I can think of two complicating factors to those four possibilities,  Pope Francis may have other information that he thinks is more credible than that in the letter - which I haven't seen published anywhere - or that Barros may have told him things under the seal of confession, though I thing that's probably unlikely. 

If the Pope has other information he should publish it,  but even if it exonerates him, Barros should be asked to quit his post for the good of The People and the church and if he doesn't do that then Pope Francis should remove him.  I can't see how he could be an effective pastor of people who don't trust him.  If there is credible evidence that he broke the law then he should be prosecuted and sentenced, but I don't know anything about how that would be done in Chile.

Whatever led to this, the whole thing is a lot more complicated than the original reporting in the American media presented it as being.   But it is a major scandal that will damage the papacy of Pope Francis, which is a disaster for the Catholic church, as has been the unacceptably slow process of reform which has led members of the Pope's own commission to deal with this quitting and critisizing the process.   Whatever else is clear, the way it is being handled now, even if that's an improvement over what was done before, is not enough and it will generate more scandal and discrediting.

The issue of child abuse in the Catholic Church is a lightning rod in a way it isn't for any other institution.   Holding the church up to rules and standards imposed on no other institution might not be fair but it is how things are.  But that's no excuse for the church, it's certainly no reason to relax standards in this issue.   I would advocate ALL INSTITUTIONS AND INDIVIDUALS be held up to the highest of standards against this.   One of the most important things about this is to prevent it continuing into the future and if there's one thing that is clear, it will happen whenever adult men meet with minors in a private, intimate setting.  That's as true when it's policemen, coaches, teachers, leaders of youth groups, bosses . . .  who are the molesters as it is priests.   Institutions should have absolute rules that discourages if not prohibits private meetings between men and children.  Or adults and children.   The problem of that has been around since the dawn of history.   There are well over a billion Catholics in the world, if Catholicism were a country it might be the biggest one on Earth.  I doubt there is any practical way for the Church to monitor the behavior of such a huge entity and there will always be sex scandals among Catholics.  But that's no reason to allow the practices that gave opportunities to men who will sexually abuse children to continue,  those should be found and the physical access in private that leads to such abuse should be banned.  The Pope and bishops should certainly be able to impose such restrictions on the male clergy and religious who they impose so many other restrictions on, men who voluntarily accept the authority of their superiors in the hierarchy.

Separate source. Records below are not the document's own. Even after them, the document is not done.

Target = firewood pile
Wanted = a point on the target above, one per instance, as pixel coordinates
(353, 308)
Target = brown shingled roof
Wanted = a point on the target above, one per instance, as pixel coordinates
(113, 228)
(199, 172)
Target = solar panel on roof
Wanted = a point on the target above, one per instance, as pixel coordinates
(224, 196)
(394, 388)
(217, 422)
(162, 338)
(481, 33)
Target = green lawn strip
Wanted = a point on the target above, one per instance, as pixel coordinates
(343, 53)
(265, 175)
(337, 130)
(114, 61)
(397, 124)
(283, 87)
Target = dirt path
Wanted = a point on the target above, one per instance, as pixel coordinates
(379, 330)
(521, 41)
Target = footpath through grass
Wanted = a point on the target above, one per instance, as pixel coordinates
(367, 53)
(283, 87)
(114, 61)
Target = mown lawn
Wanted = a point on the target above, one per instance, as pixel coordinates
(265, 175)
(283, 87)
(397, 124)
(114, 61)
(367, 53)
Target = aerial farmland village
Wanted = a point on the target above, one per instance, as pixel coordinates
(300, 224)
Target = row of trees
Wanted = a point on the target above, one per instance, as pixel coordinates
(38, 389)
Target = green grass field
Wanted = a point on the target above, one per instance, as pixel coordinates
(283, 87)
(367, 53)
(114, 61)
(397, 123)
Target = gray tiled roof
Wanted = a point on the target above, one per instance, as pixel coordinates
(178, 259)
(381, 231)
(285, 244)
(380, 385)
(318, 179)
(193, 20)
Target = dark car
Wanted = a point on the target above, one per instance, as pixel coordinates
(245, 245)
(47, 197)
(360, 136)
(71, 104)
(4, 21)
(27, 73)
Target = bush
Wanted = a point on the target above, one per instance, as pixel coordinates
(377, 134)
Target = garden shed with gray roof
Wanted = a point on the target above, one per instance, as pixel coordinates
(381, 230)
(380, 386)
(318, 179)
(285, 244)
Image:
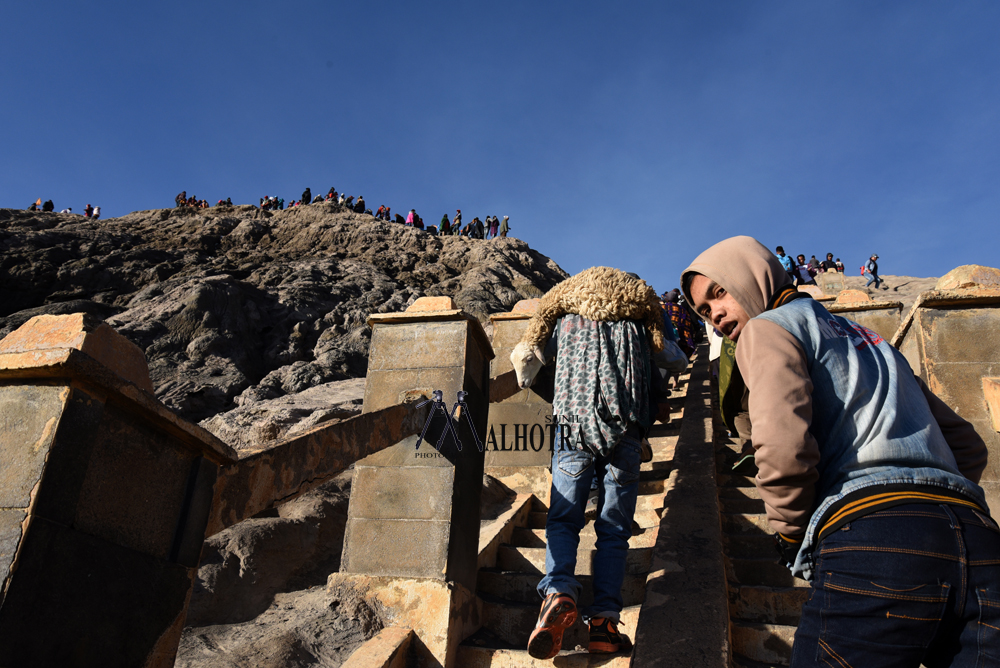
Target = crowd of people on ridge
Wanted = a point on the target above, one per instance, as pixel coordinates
(47, 206)
(804, 272)
(491, 228)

Confession should always be done through a tiny screen, I thought giving that practice up was a big mistake.  They should cut the kissing out, altogether.   From what I understand the molestation by Karadima largely involved erotic kissing.  Judas betrayed Jesus through a kiss, maybe they should think hard about that. 

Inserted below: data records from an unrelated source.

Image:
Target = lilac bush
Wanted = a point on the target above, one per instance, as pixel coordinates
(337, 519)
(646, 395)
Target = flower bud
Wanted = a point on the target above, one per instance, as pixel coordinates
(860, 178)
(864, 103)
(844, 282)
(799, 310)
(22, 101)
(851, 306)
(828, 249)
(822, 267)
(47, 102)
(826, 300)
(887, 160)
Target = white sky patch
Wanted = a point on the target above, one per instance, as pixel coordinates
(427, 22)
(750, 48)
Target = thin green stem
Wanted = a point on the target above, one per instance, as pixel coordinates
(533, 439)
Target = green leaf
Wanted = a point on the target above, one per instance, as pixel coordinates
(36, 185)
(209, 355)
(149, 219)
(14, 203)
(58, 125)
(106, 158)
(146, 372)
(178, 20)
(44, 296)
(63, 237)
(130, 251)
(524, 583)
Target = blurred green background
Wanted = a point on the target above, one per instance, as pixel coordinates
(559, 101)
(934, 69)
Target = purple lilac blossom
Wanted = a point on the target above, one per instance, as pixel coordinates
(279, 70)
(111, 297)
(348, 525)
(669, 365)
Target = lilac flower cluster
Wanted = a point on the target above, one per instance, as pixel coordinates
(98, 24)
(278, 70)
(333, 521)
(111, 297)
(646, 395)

They should also think really hard about making celibacy for the clergy optional.  While child molestation is hardly unknown among married me, mandatory celibacy in the Catholic clergy is one of the reasons this problem has come about.  Peter was married, it says so in the Bible, presumably some of the other apostles may have been too, Jesus didn't impose celibacy on them, why should an outdated medieval practice be retained when it has led to so many moral problems.  One of the biggest factors in the cover-up by bishops and even popes has been the fact of the drastic decline in the numbers of priests.   If there were a lot more priests, and the only place you're going to get them is by letting married men and, or women be priests, that pressure to overlook wrongdoing would not be there.